Introduction

The occurrence of osteoarthritis (OA) is often thought as a near-inevitable consequence after anterior cruciate ligament (ACL) injury, with prevalences of 50–80 % reported a decade after the initial trauma [24, 49]. ACL injuries often present with associated knee lesions: a concomitant meniscal tear is seen in 25–65 % of the cases, while chondral lesions have been noted in approximately 25 % of the ACL-injured knees at the time of initial presentation [26]. Whereas most authors agree on the deleterious effect of a (partial) meniscectomy with regard to the premature development of osteoarthritis (OA) after ACL reconstruction [5, 27], the role of chondral injuries sustained during the index trauma is less clear. Shelbourne et al. [48] found no difference in OA prevalences in a group of subjects presenting with chondral injuries at the time of ACL reconstruction compared to a control group without cartilage lesions.

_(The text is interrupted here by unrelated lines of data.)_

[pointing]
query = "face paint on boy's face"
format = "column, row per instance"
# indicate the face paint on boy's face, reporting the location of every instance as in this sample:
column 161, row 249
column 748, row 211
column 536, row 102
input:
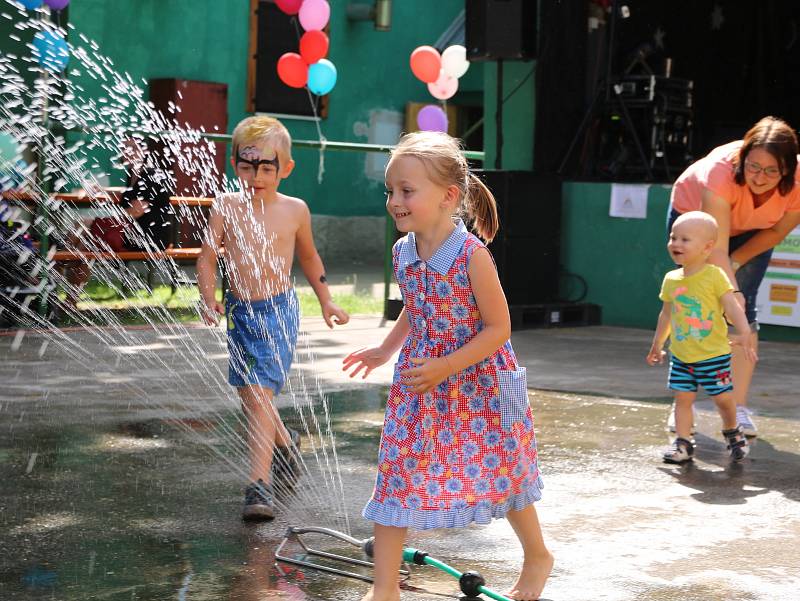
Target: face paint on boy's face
column 248, row 161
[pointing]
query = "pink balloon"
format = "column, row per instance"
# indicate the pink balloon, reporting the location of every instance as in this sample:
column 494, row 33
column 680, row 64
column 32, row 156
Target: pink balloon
column 432, row 118
column 314, row 14
column 444, row 87
column 290, row 7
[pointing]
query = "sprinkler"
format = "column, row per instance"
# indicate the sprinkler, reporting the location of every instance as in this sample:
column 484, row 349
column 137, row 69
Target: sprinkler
column 472, row 584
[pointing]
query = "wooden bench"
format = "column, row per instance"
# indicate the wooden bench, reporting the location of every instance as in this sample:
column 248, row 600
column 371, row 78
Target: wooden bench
column 170, row 256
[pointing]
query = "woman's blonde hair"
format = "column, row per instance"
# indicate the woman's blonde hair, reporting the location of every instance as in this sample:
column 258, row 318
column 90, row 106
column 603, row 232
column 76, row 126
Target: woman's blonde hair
column 261, row 128
column 446, row 166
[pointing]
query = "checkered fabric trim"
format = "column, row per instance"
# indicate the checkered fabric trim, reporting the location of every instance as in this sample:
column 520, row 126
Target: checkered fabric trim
column 425, row 519
column 442, row 260
column 513, row 396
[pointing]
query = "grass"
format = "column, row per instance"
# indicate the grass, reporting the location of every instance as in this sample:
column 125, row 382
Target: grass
column 136, row 307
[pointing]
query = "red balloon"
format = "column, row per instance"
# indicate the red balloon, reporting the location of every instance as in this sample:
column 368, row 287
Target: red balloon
column 290, row 7
column 313, row 46
column 426, row 63
column 293, row 70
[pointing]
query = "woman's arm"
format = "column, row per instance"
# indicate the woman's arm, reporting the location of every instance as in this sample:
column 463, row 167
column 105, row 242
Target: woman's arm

Since long, however, ACL tears are often quoted as being responsible for a large percentage of the “young patients with old knees” [24, 50]. Although surgical ACL reconstruction using tendon grafts has become the current standard of care to treat the functionally unstable ACL-deficient knee [49], controversy remains to exist regarding the effect of ACL reconstruction on the development of knee OA in this generally young population. Current literature contains a number of reports suggesting that the prevalence of OA remains unchanged whether or not the ACL is surgically reconstructed [20, 25], but Daniel et al. [7] even detected an increased incidence of OA in the ACL reconstructed group. On the other end of the spectrum, some authors seem to maintain excellent results a decade after ACL reconstruction, with reported OA prevalences of 2–3 % [20, 40].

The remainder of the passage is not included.